Stopping the slaughter of guns
As hard as it is to believe, Arizona has a pro-gun bill, the likes of which hasn’t even surfaced in South Carolina’s gun-loving General Assembly.
Gov. Jan Brewer recently signed legislation prohibiting cities and counties from destroying guns. Firearms that come into their possession must be sold to federally licensed gun dealers.
That means that city- or county-sponsored gun buybacks — similar to ones here that entice people to give up their handguns — have become effectively pointless in Arizona.
Firearms advocates are delighted with the law, saying that selling the guns would feed public coffers.
But police, who see the value in getting those guns off the streets of their jurisdictions, aren’t so happy. Tucson recently held a buyback that drew more than 200 weapons in exchange for $10,000 worth of gift cards donated by the Safeway grocery store chain.
Phoenix police plan to hold three buybacks in the next three months before the new law takes effect. The guns will be destroyed.
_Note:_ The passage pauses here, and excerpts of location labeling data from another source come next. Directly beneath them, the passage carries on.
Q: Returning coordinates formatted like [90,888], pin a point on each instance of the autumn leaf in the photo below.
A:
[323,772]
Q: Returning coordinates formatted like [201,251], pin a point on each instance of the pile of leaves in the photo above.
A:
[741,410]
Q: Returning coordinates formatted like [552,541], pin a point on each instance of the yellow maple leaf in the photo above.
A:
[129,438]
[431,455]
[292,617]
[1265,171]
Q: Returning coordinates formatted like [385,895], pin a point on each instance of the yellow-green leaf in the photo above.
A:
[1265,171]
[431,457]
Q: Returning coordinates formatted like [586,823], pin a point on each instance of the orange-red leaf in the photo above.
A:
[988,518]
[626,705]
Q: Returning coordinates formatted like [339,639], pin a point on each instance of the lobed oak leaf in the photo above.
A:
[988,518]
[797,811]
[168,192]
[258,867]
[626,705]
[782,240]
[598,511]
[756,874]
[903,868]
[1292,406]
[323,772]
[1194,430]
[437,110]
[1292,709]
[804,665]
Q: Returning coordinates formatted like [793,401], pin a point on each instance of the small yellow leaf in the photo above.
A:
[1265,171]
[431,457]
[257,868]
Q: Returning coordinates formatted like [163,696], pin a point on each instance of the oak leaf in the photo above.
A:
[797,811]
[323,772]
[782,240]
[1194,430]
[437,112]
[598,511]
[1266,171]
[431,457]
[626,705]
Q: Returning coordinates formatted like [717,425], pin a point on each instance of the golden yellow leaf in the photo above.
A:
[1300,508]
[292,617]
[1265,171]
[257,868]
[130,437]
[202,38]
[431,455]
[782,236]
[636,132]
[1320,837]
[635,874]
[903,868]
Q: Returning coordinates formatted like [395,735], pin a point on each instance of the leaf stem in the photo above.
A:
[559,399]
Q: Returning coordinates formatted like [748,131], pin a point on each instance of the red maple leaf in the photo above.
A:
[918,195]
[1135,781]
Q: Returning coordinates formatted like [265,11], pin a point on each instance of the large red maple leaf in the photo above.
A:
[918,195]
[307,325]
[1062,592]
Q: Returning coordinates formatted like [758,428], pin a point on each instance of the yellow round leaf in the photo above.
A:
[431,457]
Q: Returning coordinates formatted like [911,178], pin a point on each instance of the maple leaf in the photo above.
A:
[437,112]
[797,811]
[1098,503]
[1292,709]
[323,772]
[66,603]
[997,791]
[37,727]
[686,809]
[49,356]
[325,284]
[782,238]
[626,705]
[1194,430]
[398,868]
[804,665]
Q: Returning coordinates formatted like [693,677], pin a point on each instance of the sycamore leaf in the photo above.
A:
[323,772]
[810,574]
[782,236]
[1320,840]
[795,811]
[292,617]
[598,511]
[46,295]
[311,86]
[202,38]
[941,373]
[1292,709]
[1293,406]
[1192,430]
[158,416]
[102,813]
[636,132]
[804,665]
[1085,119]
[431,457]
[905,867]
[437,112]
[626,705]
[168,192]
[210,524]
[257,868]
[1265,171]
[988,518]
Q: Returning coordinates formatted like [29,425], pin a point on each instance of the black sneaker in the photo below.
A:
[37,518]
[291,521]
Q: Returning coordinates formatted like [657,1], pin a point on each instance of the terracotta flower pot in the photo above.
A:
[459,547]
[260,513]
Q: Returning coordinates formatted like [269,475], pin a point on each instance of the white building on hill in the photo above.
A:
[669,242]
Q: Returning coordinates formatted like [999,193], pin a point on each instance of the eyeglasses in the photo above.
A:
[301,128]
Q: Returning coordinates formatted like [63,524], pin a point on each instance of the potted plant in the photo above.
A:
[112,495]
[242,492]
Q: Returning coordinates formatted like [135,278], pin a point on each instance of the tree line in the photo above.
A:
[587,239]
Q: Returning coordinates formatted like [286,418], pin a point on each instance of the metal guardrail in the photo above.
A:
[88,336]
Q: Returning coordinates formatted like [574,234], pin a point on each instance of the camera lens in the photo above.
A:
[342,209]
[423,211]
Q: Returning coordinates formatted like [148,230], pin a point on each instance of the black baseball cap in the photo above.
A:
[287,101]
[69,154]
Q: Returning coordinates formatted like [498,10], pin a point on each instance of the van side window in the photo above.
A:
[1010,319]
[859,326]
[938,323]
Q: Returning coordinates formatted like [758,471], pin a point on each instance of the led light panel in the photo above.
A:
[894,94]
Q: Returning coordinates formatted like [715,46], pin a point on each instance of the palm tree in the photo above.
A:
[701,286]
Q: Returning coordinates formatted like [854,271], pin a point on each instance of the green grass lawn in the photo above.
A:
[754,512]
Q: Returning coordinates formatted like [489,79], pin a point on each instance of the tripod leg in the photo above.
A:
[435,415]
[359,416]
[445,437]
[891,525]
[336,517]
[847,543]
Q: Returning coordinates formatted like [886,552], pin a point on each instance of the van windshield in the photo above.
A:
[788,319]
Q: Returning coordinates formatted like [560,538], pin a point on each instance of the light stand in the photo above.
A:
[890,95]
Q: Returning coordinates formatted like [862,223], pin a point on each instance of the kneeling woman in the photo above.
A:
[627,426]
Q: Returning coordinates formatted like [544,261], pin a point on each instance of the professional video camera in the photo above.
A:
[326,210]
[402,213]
Tucson Council member Regina Romera called the law “ridiculous,” noting that Arizona complains about federal control but doesn’t hesitate to micromanage cities.
It’s a conundrum South Carolina can understand. The Legislature hasn’t prohibited cities and counties from destroying guns, but it is considering prohibiting doctors from talking about gun safety with their patients.
It seems small-government principles — here and in Arizona — don’t hold up when guns are concerned.